I wanted to call attention to one such forthcoming piece by Akhil Amar and Vikram Amar condemning the doctrine. The piece is titled Eradicating Bush-League Arguments Root and Branch: The Article II Independent-State-Legislature Notion and Related Rubbish, and it will be forthcoming in the Supreme Court Review, for which I am one of the faculty editors.
Here is the introduction:
The biggest news of OT 2020 was what didn't happen: In the run-up to, and aftermath of, yet another tight and hard-fought presidential election, the Supreme Court declined to double down on some of the worst aspects of the execrable Bush v. Gore opinions of twenty years ago.
Yet a close look at the Term reveals that there was a brief moment of genuine constitutional peril, a week when it seemed quite possible that the Court might once again—as it did in 2000—besmirch itself and plunge the country into a jurisprudential abyss.

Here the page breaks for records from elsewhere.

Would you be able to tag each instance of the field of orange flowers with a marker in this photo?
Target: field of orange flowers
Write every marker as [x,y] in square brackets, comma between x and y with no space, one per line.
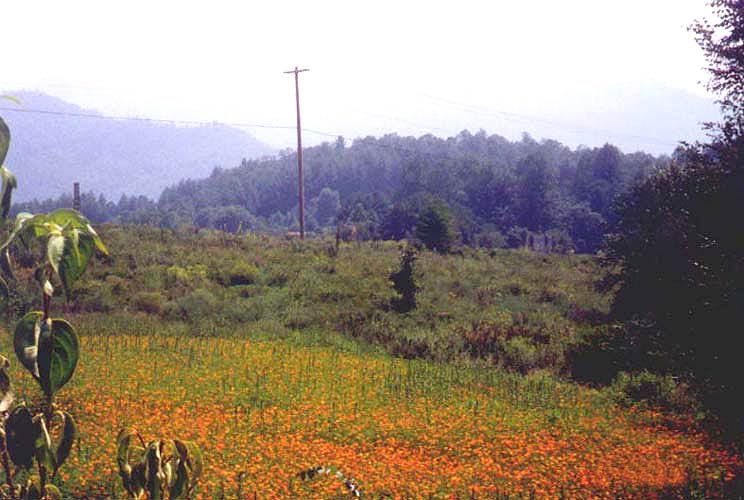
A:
[265,411]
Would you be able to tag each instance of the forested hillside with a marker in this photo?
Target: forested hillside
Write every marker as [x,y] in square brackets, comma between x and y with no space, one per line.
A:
[487,190]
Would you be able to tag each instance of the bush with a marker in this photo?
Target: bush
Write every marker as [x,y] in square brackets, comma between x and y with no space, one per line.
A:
[404,282]
[149,302]
[645,387]
[434,227]
[198,304]
[243,273]
[520,354]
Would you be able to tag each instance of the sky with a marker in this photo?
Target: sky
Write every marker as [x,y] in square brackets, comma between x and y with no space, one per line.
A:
[410,67]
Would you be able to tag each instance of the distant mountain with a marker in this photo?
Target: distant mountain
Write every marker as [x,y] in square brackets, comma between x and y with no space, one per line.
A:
[648,118]
[51,151]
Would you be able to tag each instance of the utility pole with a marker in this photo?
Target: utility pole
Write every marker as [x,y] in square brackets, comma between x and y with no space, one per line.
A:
[299,151]
[76,196]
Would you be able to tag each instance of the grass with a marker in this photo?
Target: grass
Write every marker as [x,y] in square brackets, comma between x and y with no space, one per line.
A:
[299,369]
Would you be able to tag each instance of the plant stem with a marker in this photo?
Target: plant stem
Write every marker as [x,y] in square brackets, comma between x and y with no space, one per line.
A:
[6,466]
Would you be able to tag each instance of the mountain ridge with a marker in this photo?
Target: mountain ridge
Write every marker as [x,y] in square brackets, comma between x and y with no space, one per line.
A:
[118,156]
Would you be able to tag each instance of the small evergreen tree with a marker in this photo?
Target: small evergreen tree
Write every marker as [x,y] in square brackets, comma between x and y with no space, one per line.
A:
[434,227]
[404,281]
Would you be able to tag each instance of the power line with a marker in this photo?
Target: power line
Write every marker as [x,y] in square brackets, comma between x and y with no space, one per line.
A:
[482,110]
[160,120]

In the days preceding the election of 2020, a veritable carnival of litigants—let's call them Bush-Leaguers—teed up several cases based on a seemingly plausible but ultimately preposterous constitutional theory that had won the support of three notable justices back in 2000. Echoing the Rehnquist-Scalia-Thomas concurrence in Bush v. Gore, the 2020 Bush-Leaguers correctly noted that Article II authorizes each state "legislature" to decide how that state's presidential electors are to be chosen. From this correct starting point, Bush-Leaguers quickly careened off course, claiming that state courts could not properly tweak state voting laws to bring these laws into alignment with state constitutions (as construed by these state-court jurists). Perilously, four justices at various points in the autumn of 2020 appeared to fall for this beguiling Bush-League idea—an idea often referred to as the "Independent State Legislature" (ISL) theory. None of the other five justices came close to explaining all the reasons—and there are several—why this theory fails.

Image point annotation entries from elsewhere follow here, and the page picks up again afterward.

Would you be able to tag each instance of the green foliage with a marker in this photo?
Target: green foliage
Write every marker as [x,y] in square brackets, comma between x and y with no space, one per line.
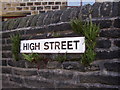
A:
[61,58]
[32,57]
[15,39]
[56,34]
[90,31]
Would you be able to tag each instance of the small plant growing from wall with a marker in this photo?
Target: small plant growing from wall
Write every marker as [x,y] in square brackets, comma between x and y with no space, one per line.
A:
[90,31]
[15,39]
[61,58]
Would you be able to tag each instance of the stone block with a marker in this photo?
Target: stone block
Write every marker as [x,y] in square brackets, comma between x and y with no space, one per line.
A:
[33,82]
[70,65]
[20,63]
[6,70]
[4,63]
[108,80]
[117,43]
[108,54]
[103,43]
[16,79]
[114,66]
[53,65]
[117,23]
[25,72]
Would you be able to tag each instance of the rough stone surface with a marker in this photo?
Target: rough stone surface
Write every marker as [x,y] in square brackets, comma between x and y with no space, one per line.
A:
[70,65]
[53,65]
[108,54]
[115,67]
[103,44]
[103,73]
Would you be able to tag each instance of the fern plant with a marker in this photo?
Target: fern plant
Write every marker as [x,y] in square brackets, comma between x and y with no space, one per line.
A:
[15,39]
[61,58]
[32,57]
[91,32]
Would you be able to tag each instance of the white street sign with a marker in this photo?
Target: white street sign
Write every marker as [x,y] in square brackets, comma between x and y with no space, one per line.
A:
[54,45]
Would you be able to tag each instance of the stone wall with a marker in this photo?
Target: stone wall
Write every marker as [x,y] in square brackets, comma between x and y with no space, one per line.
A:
[104,72]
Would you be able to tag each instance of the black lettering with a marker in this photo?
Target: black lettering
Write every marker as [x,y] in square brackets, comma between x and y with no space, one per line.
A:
[46,46]
[57,45]
[63,44]
[51,45]
[25,46]
[37,46]
[32,47]
[69,44]
[76,42]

In what follows, we show why Bush-League arguments were wrong twenty years ago; how they were shown to be wrong by sound scholarship in the ensuing years; and why they are even more wrong today, thanks to recent and dispositive Supreme Court case law. All sensible constitutionalists—whether on the Court or off it, whether originalists or precedentalists, whether left or right of center—should bury Bush.

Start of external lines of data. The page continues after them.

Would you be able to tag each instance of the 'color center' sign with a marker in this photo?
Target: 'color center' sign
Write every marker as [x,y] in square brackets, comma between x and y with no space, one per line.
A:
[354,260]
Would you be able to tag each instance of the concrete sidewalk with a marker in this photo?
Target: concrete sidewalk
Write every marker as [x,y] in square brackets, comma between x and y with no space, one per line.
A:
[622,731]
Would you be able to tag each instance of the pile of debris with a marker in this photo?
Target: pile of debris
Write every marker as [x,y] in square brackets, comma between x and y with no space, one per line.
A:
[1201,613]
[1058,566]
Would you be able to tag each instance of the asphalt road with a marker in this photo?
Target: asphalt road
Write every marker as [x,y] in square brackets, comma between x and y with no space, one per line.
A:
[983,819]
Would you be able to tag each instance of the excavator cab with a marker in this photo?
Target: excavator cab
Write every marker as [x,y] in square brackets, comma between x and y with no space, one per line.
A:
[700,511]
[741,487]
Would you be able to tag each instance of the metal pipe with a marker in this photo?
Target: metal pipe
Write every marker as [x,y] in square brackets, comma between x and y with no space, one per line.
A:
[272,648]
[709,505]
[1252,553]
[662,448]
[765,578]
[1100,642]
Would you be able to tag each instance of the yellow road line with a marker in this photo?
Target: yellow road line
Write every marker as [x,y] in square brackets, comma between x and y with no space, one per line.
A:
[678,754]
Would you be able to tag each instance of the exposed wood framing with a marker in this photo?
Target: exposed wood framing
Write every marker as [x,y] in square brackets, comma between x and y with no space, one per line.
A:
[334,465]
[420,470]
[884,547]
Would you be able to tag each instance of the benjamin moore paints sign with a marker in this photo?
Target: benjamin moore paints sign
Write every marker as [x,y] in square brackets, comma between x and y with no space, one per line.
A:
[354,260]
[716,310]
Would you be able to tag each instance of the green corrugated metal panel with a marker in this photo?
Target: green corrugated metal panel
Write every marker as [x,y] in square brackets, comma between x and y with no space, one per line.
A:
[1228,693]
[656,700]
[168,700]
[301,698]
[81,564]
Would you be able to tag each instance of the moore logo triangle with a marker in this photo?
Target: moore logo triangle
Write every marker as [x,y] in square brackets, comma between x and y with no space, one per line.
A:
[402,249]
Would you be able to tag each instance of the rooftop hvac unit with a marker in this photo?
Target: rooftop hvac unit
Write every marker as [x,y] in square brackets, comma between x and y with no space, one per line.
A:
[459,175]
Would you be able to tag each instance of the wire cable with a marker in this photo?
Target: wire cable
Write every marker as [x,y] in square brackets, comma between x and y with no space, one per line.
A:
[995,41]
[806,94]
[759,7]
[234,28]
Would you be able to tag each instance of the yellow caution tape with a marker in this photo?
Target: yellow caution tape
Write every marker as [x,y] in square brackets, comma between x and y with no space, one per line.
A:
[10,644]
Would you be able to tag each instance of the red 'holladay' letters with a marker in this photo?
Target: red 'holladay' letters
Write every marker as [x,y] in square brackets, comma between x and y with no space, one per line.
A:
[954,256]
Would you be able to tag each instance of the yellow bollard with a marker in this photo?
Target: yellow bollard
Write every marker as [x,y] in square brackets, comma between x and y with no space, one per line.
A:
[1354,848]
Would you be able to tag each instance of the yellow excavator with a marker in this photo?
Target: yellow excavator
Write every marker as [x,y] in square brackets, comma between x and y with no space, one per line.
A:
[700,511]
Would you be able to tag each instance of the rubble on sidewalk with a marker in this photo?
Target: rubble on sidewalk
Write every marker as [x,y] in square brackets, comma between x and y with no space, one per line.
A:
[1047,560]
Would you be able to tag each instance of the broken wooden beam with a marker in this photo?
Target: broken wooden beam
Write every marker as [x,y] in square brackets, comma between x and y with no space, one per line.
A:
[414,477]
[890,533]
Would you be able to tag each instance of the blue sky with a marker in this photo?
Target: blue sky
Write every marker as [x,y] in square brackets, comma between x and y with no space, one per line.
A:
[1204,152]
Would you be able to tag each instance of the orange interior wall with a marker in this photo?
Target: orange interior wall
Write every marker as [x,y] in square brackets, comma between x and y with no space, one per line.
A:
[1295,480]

We also aim to demonstrate that the errors and evils of Bush v. Gore went far
beyond the ISL ideas at the heart of the Rehnquist-Scalia-Thomas concurrence. Bush was wrong in just about every way that it is possible for a case to be wrong. If ever there were a bad seed, Bush was it. The recent efforts to revive and rehabilitate Bush's reputation are thus genuine cause for jurisprudential concern—even alarm. We urge today's Court to make a sharp and clean break with Bush as soon as possible—and in any case, well before the next contested presidential election, which may be quite harrowing enough without any monkey business from the Court.
The authors cover a lot of ground, including their disagreements with a recent piece by Michael Morley, which is currently the leading academic defense of some version of the independent state legislature notion.
Beyond Amar & Amar, here are several more articles via The Originalism Blog (1, 2), where Mike Ramsey observes that while he believes ("on a quick reflection") the Amar brothers seem correct, their view may not resolve the current litigation about court-drawn maps:
I haven't looked at this issue closely. On a quick reflection, it seems likely to me that this language was understood to give power to the legislatures of the states, acting pursuant to their (state) constitutional procedures. So there's nothing remarkable about the proposition that early post-ratification state constitutions contained provisions regulating federal elections. But it seems an entirely different matter to have, as the post itself describes it, "congressional maps drawn by [the] state's supreme court." The state supreme court is not the legislature. That's a fundamental proposition of eighteenth century separation of powers. The state supreme court can say, I would think, that a map drawn by the legislature is unconstitutional because it doesn't follow the requirements of the state constitution. But the state court cannot itself draw the map (or order a particular map, other than one drawn by the legislature) to be used. I bet there is no founding era precedent for a state supreme court prescribing the "Times, Places and Manner of holding Elections."
Anyway, it's great to see a renaissance of attention to text, history, and structure on these election law questions. I'm happy the Supreme Court Review will be part of it.